Writer: Blair Fannin, 979-845-2259, b-fannin@tamu.edu

Contact: Mac Young, 361-265-9203, amyoung@ag.tamu.edu

SAN ANTONIO – A spreadsheet application can be a useful decision aid to assist beef cattle producers with future purchases and forecast profit or loss based on purchase costs.

Mac Young, Texas A&M AgriLife Extension Service economist from Corpus Christi, gave a demonstration of the Bid Price Estimator for Beef Cows at the recent Texas and Southwestern Cattle Raisers Convention in San Antonio.

Mac Young, Texas A&M AgriLife Extension Service economist, Corpus Christi, discussed the Bid Price Estimator for Beef Cows at the Texas and Southwestern Cattle Raisers Association Convention in San Antonio. (Texas A&M AgriLife Extension Service photo by Blair Fannin)

The tool has been around for many years, but has been updated to include such important items as cow management costs.

A spreadsheet application can be a useful decision aid to assist beef cattle producers with future purchases and forecast profit or loss based on purchase costs. (Texas A&M AgriLife Extension Service photo by Blair Fannin)

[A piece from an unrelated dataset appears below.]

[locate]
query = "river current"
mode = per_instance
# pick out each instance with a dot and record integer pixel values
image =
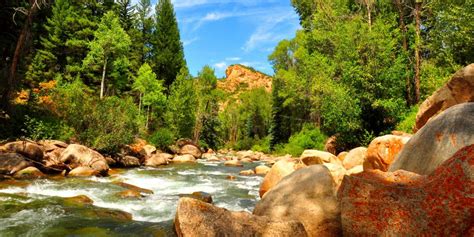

“What we’ve done to it is add calf and reproductive management factors,” he said. “The tool is primarily used to let producers evaluate what they can afford to pay for a cow or heifer to replace in the herd before going out and bidding on cattle. It includes other factors such as cow management costs, depreciation, financing costs – all that is part of the estimation.”

Young said the tool will estimate net present value, which is the present value of an asset versus its future value. It will also help a producer show profit or loss potential on the animal up to eight years out.

“You can put your assumptions in there based on whatever price you might be willing to pay and it will evaluate whether you can afford to pay that amount,” he said. “If it’s a positive net present value, that means it would be a good investment.”

Young said there have been cattle cycles dating back to the late 1800s with prices going up and down over a number of years. The estimator may have helped ranchers during recent record cattle market highs.

“Did you think cattle prices were going to stay at that level? What if prices trend down? I think using the estimator might have opened some people’s eyes at that time and they may have reevaluated some of their purchase decisions,” he said.

Overall, Young said the tool will help a producer analyze the potential investment return of a purchase and not make a hasty decision.

“Whether buying one animal or hundreds, you can evaluate what you can afford to pay for those animals,” he said. “Our job is to help producers with the decision making process and what they can afford as an investment.”